前室はテーブルと椅子を二脚置けるほどの余裕があり、実質ツールームテントとして使えます。設営はやや手間がかかるものの、その分だけ居住性は折り紙付き。
「テントの中でも快適に過ごしたい」「雨の日でも籠もりたくない」という、ちょっとわがままなキャンパーにこそおすすめしたいモデルです。
前室をさらに快適に使うためのちょっとした工夫
グランドシートを前室部分にも敷く
前室の地面が土や砂利だと、靴を脱いだときに足元が気になるもの。インナーテント用とは別に、前室部分だけカバーできる小さなシートを用意しておくと快適さがグッと上がります。
ランタンフックを活用する
前室の天井部分にランタンを吊るせば、夜間の出入りや荷物の出し入れが格段に楽になります。吊り下げポイントがないモデルでも、マグネット式のランタンフックを使えば解決。
前室用のポールを追加する
標準装備の前室ポールだけではスペースが狭く感じる場合、自在に曲げられるアルミポールを別途購入して張り出しを拡張する裏技もあります。自己責任にはなりますが、使い勝手は劇的に向上します。
自分に合った前室あり3人用テントを見つけよう
ここまで読んでいただいて、「前室あり3人用テント」といっても実にさまざまだということが伝わったのではないでしょうか。
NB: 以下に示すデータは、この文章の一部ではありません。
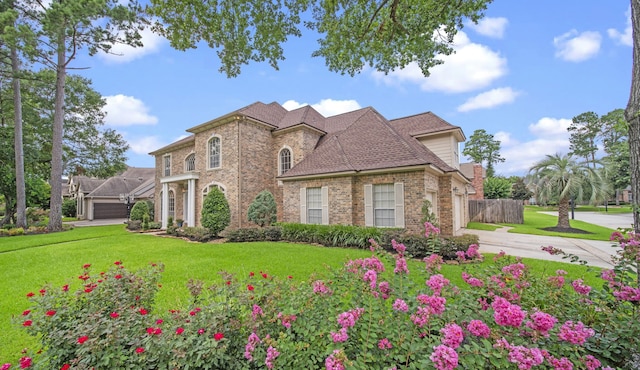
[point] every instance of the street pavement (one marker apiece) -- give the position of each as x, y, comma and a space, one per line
596, 253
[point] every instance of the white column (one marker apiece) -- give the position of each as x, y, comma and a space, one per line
165, 204
191, 198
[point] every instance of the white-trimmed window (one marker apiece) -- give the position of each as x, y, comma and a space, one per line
190, 163
166, 165
284, 160
384, 205
172, 204
213, 148
213, 185
314, 205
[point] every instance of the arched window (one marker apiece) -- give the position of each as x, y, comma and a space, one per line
172, 204
285, 160
214, 152
190, 162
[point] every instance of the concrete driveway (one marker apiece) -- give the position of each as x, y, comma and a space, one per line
596, 253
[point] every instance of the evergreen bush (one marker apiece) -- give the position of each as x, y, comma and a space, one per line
263, 210
216, 215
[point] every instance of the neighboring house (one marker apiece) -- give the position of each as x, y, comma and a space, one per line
476, 173
356, 168
102, 198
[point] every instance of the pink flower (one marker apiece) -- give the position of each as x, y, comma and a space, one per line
272, 354
437, 282
25, 362
575, 333
257, 311
400, 305
524, 357
507, 314
340, 336
591, 362
384, 344
479, 329
542, 322
335, 361
252, 342
444, 358
453, 335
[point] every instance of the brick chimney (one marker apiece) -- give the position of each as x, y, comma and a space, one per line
477, 182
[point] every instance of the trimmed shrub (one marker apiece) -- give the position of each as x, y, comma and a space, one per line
69, 208
139, 210
331, 235
263, 210
216, 215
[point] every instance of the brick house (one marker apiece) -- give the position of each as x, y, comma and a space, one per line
356, 168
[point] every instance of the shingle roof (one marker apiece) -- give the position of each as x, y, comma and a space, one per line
367, 141
126, 183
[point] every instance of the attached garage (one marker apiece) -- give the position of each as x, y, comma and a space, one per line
103, 211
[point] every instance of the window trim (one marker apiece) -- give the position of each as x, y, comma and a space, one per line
280, 161
166, 170
187, 161
398, 196
209, 164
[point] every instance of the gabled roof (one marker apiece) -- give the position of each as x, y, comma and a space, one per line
86, 184
125, 183
367, 141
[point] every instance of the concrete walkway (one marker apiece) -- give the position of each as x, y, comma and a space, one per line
596, 253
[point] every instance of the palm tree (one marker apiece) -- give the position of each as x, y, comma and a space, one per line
562, 177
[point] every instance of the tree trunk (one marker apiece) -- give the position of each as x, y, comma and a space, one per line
632, 115
21, 201
563, 214
55, 210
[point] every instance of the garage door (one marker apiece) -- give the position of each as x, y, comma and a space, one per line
109, 210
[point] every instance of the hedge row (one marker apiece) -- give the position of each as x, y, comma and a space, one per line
355, 237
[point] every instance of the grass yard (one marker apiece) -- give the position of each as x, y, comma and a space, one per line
535, 222
29, 262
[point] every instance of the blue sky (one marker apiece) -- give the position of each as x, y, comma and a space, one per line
521, 74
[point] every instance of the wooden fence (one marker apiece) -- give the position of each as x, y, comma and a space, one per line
497, 211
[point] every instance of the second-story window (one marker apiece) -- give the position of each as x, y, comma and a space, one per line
285, 160
190, 162
214, 152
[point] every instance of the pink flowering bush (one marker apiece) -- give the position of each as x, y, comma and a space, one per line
367, 315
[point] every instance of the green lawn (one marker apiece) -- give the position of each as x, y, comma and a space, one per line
535, 222
29, 262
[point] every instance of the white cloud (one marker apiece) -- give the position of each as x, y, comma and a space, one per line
489, 99
472, 66
125, 110
626, 37
548, 136
145, 145
575, 47
326, 107
551, 127
490, 27
121, 53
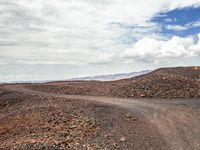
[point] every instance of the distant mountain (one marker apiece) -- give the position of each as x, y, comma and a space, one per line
112, 77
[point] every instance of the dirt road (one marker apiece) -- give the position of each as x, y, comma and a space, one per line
177, 120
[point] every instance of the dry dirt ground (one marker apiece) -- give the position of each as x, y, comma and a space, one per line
32, 119
169, 83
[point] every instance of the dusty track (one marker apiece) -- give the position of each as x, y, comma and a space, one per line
178, 121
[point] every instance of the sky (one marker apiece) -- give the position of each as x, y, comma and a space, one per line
62, 39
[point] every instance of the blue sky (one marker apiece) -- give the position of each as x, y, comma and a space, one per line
183, 17
52, 40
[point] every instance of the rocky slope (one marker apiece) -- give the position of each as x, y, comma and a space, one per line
179, 82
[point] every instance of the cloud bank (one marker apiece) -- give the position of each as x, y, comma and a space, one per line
90, 32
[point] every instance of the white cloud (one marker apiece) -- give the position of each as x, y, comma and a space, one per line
83, 32
176, 27
154, 50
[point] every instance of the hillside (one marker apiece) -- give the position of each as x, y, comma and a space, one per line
179, 82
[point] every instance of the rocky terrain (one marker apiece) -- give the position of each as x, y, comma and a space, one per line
180, 82
158, 110
36, 121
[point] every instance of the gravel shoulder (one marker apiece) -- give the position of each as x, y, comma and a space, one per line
131, 123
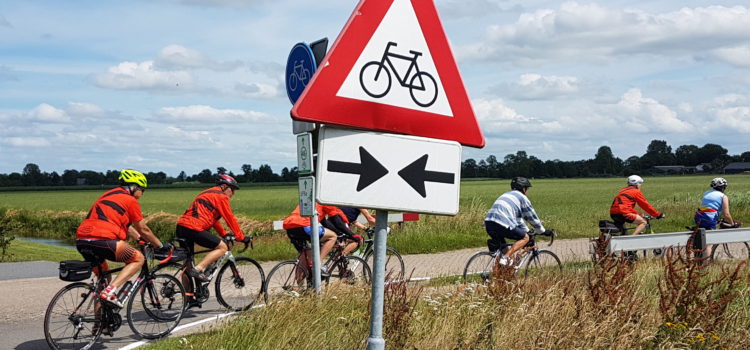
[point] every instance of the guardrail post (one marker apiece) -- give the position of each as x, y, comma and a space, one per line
699, 245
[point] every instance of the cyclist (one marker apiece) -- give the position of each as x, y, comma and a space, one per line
113, 217
506, 219
203, 214
623, 210
714, 204
299, 230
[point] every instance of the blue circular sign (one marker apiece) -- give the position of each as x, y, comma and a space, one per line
300, 68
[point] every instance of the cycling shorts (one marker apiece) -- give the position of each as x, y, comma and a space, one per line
620, 219
99, 251
499, 233
202, 238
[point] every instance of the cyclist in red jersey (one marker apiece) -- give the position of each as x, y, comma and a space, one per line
298, 229
623, 207
115, 216
203, 214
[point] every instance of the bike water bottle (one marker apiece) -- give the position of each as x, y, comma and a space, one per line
124, 290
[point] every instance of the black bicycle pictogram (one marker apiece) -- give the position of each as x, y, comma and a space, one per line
301, 74
422, 86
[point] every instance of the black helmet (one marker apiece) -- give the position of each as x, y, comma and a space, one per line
222, 179
519, 183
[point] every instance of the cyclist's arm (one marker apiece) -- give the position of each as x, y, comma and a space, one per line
146, 233
645, 205
725, 207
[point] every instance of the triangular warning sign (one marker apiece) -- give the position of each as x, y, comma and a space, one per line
391, 69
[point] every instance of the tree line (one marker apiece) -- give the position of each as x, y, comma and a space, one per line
32, 175
711, 157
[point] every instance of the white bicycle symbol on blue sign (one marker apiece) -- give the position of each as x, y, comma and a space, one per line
422, 86
300, 74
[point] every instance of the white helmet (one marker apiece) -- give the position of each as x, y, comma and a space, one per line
634, 180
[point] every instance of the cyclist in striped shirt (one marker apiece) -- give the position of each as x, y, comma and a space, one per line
506, 219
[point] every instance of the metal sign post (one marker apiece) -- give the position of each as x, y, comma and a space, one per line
376, 341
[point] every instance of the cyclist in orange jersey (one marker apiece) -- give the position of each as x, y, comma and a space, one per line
115, 216
623, 207
202, 215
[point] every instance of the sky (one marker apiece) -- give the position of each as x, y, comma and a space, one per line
173, 85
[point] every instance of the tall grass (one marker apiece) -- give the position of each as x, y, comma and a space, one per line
552, 311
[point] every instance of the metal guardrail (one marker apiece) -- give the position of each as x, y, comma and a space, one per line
663, 240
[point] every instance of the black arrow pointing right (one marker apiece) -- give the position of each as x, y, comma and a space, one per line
369, 169
415, 175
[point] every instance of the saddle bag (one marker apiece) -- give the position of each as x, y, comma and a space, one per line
606, 226
75, 270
ツーリングで軽さ重視か、オートキャンプで居住性重視か。雨の日に備えて前室で調理したいのか、それとも単なる物置き場として割り切るのか。
大事なのは、自分のキャンプスタイルをちゃんと見極めることです。
ぜひ今回ご紹介したモデルを参考に、あなたにぴったりの一張りを見つけてください。広々とした前室で迎える朝コーヒーの時間は、きっと忘れられないキャンプの思い出になりますよ。